Getting Past the Hype
Only one percent of all visits to physicians take place at academic medical centers. And yet, because as medical students and residents we spend all of our time at these institutions our views of the profession are colored accordingly. As I am a resident at a large academic medical center (Duke) you need to take what follows with a grain of salt.
Medicine is not as glamorous as you may be lead to believe by depictions of the profession in the media. I know that you, gentle reader, already know this but I don’t think the typical medical school applicant realizes exactly how much of a grind certain aspects of medicine can be.
First of all, the patients are not all nice looking and don’t all come with compelling stories.

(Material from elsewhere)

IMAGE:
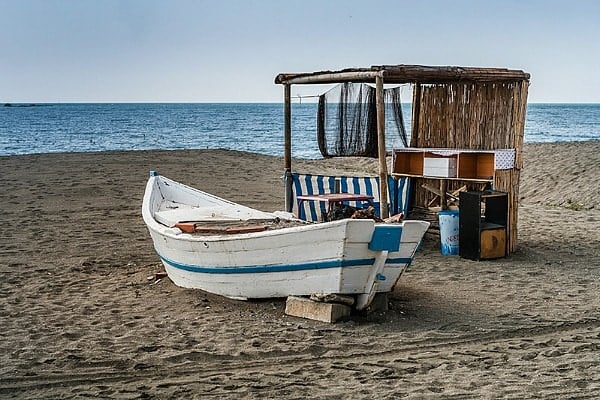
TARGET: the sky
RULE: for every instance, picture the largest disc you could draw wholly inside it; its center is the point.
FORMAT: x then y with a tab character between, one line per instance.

Sometimes your patient is going to be an 87-year-old senile lady transferred from a local nursing home on a “soft admit” who’s past medical history runs to two pages and who is taking twenty different medications. She will be demented, diabetic, fluid over-loaded from heart failure and renal failure, a double below knee amputee from diabetes, and she will just lay there making occasional primitive noises.

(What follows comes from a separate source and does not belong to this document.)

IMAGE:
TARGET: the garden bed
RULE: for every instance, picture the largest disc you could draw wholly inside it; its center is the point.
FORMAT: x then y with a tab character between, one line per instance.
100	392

Name a system and she will have a major problem with it. Dialysis on Moday, Wednesday, and Friday. Ileostomy for total colectomy. History of multiple angioplasy. This is a patient who will be wearing an adult diaper and will be spoon fed by a nurse’s aid if she’s not being fed through an nasogastric tube or a PEG.

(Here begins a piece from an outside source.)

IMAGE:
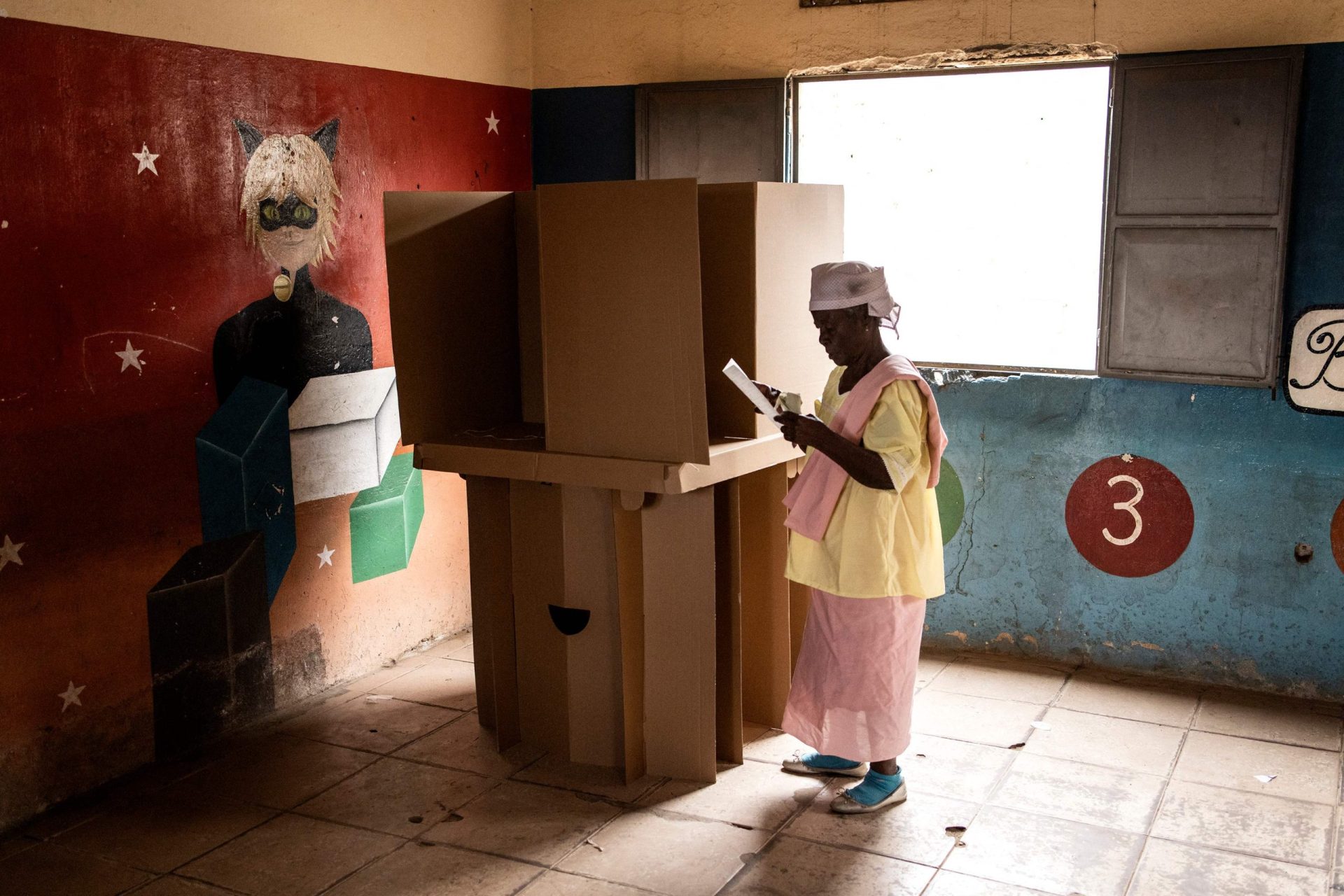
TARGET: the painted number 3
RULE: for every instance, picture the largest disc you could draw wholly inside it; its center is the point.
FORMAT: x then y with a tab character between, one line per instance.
1126	505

And the transfer note will give as a reason for transfer, “Shortness of Breath.”
Duh.
Or you may find yourself in the Emergency Department working up a local gang-banger and you will realize that the typical thug is just not that glamourous. They beat their girlfriends, have the emotional development of twelve-year-olds, and do not have the souls of poets. Not that I don’t enjoy this kind of patient, because I do, but these are not gritty philosophers who have any legitimate things to tell you about your own life except perhaps to reinforce your decision to send your kids to private school.
After you pick up a patient, you will also find that the majority of your interventions and decisions are going to be pretty routine. Many aspects of medicine lend themselves to algorithms which you pretty much follow mechanically for most patients. Someone comes in with chest pain, for example, and you will automatically get an EKG, chest films, cardiac enzymes, and lytes while you start him on oxygen, nitro, and morphine. If his enzymes are elevated or he shows acute EKG changes you will route him to the CCU for thrombolytics or to the cath lab for an emergent cardiac catheterization.
Most chest pain patients, however, do not have dramatic EKG changes and elevated cardiac enzymes and settle down pretty quickly under the onslaught of your algorithm. When you first start your cardiology rotation as an intern you will be terrified when the Nurse pages you with a patient in acute chest pain. By the end of the rotation you will be non-plussed unless they show you the money.
On the other hand you always have to be wary of the patient who will not follow the algorithm.
“these are not gritty philosophers who have any legitimate things to tell you about your own life except perhaps to reinforce your decision to send your kids to private school.”
What, you mean that when I’m a doctor I won’t get a free analysis of why I’m scared to let people get to close to me and how I use my mild but visible disability as an excuse to behave just selfishly enough to alienate people trying to love me?!
I only wanted to go into medicine because I thought you got regular informal psychoanalytic workups in the deal!